A Miller School of Medicine research team led by Mustafa Tekin, M.D., a professor in the Dr. John T. MacDonald Foundation Department of Human Genetics who has been exploring the genetics of deafness for more than a decade, has identified a previously unrecognized gene, ROR1 (receptor tyrosine kinase-like orphan receptor 1), that is essential for the development of the inner ear and hearing in humans and mice. Their findings were recently published in PNAS (Proceedings of the National Academy of Sciences).

The inner ear is a vertebrate organ of delicate and complex architecture that translates sound into electrical signals deciphered by the brain. Despite recent progress in identifying genes that determine many forms of hearing loss — the most common sensory disorder — the genetic basis of inner ear anomalies has remained largely unknown. Tekin’s team’s expertise in identifying and characterizing deafness genes led to a $2 million NIH grant to identify the genetic causes of inner ear anomalies, which in turn led to the discovery of ROR1.

The researchers used a genetic approach to associate a mutation of ROR1 with inner ear anomalies and deafness in humans. Characterization of Ror1 mutant mice reveals fasciculation deficiencies of spiral ganglion axons and disruption of sensory hair cell synapses and peripheral innervations.

“While there are a number of successful animal studies to identify molecular components of inner ear development, mutations in only a few animal genes so far have been shown to cause inner ear anomalies in humans,” said Tekin. “We took a reverse approach starting from affected individuals to find genes relevant to human inner ear development.”

Oscar Diaz-Horta, Ph.D., a postdoctoral fellow at the John P. Hussman Institute for Human Genomics, was first author of the report.

“The ROR1 study was very exciting from the beginning,” he said. “The genetic data generated by whole exome sequencing pointed toward a mutation as the potential cause of deafness. To demonstrate causality, we needed to provide strong functional evidence, especially because the variation was detected in a small family with only two affected individuals.

“When we found out that the mutation was affecting the subcellular localization of ROR1, our expectations multiplied,” he added. “We became confident that ROR1 was a novel deafness gene following additional hearing tests performed on Ror1 mutant mice obtained from our collaborators at the University of Kobe in Japan.”

Diaz-Horta continued, “Another captivating part of the study began as we studied the underlying molecular function of ROR1 because its function in hearing was unknown entirely. Hearing tests performed on the affected individuals indicated auditory neuropathy, which led us into our initial investigation. Further characterization of the mutant mice definitely implicated Ror1 in the proper auditory hair cell innervation and normal hearing.”

Tekin said, “We are characterizing genes and proteins for the normal function of the inner ear. We need to understand the players in normal hearing, and then how we can prevent and even treat genetic hearing loss beyond what is currently available.”
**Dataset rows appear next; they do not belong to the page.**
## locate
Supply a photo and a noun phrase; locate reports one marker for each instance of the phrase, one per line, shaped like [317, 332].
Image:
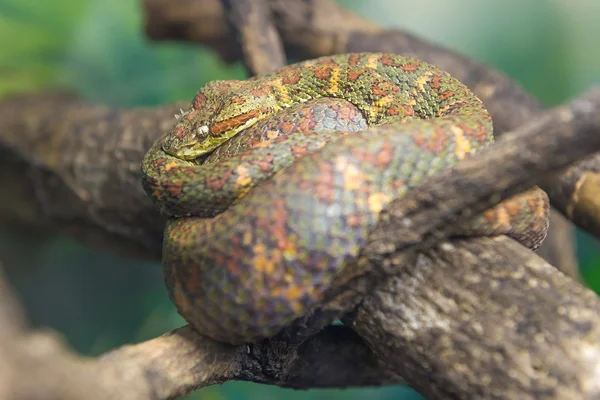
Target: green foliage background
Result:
[97, 49]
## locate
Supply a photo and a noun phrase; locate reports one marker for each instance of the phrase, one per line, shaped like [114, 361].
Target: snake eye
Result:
[202, 130]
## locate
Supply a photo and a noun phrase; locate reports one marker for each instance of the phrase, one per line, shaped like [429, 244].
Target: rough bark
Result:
[476, 318]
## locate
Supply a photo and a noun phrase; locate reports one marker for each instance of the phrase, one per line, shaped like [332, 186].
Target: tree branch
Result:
[317, 28]
[477, 318]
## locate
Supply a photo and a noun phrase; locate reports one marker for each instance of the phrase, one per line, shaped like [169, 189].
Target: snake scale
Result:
[273, 184]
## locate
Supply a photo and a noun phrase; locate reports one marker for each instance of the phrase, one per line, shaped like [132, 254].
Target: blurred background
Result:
[97, 49]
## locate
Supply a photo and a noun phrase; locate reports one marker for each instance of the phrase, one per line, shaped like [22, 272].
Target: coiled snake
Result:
[241, 263]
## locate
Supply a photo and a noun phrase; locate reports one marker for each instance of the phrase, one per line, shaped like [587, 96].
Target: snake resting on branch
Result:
[273, 184]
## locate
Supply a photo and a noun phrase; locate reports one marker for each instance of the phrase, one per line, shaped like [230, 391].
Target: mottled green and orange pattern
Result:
[273, 184]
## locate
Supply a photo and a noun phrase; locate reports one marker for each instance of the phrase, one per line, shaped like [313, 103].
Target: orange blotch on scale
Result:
[323, 71]
[180, 132]
[353, 59]
[409, 67]
[217, 184]
[389, 61]
[199, 101]
[353, 178]
[218, 128]
[353, 75]
[463, 145]
[265, 164]
[260, 261]
[244, 178]
[438, 141]
[299, 151]
[435, 82]
[170, 165]
[445, 95]
[392, 111]
[174, 190]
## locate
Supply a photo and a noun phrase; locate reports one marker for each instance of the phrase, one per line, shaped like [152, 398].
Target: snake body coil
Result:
[243, 263]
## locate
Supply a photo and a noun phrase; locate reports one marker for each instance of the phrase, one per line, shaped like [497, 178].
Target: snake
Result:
[272, 185]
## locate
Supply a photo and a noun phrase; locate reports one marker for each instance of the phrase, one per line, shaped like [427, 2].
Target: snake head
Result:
[220, 110]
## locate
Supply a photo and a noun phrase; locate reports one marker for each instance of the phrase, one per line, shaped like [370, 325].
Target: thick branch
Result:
[514, 163]
[316, 28]
[251, 23]
[487, 319]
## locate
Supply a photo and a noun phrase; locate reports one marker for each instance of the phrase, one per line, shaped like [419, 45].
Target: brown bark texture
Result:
[478, 318]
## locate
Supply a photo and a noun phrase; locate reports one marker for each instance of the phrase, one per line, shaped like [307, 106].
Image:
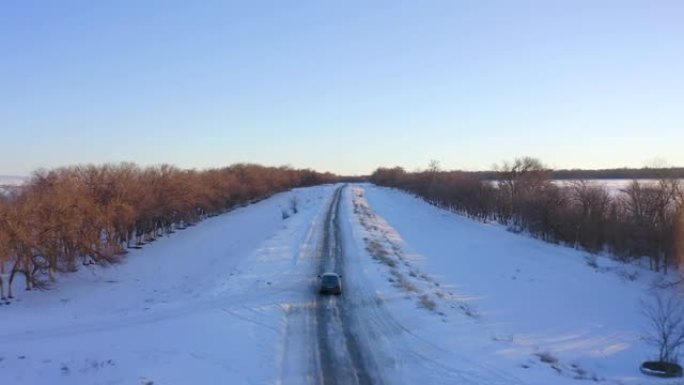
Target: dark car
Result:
[331, 283]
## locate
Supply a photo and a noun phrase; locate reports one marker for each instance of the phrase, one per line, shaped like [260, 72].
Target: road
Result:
[342, 357]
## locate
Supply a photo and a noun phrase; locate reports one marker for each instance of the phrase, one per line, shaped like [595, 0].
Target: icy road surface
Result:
[428, 297]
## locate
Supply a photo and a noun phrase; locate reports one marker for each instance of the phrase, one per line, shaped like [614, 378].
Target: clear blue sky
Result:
[341, 86]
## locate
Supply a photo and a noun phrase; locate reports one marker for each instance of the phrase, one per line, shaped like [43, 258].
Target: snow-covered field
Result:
[440, 299]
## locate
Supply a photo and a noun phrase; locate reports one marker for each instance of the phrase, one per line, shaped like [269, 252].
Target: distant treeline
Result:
[645, 220]
[86, 214]
[611, 173]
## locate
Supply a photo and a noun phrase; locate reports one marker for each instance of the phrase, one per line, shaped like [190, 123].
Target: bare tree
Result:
[666, 321]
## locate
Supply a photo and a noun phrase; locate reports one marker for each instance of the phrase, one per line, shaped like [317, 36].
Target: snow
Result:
[529, 299]
[436, 298]
[205, 305]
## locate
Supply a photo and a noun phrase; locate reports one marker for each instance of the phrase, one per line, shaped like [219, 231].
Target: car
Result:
[331, 283]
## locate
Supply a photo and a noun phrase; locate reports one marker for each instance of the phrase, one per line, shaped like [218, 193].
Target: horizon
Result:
[341, 88]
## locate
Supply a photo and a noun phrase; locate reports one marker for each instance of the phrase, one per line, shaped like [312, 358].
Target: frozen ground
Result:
[430, 297]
Hearing loss affects approximately one in 500 newborns. Genetic etiology is present in more than half of the cases with congenital hearing loss. Most known gene mutations affect genes that perform specific functions in the inner ear, where sound waves are converted to electrical signals. Inner ear anomalies resulting from disrupted embryonic development of the inner ear are associated with hearing loss in up to one-fourth of affected children.

“This has implications for clinical diagnostics and genetic counseling,” said Tekin. “The knowledge we gain from this study will help us empower affected individuals and families to make informed reproductive decisions.”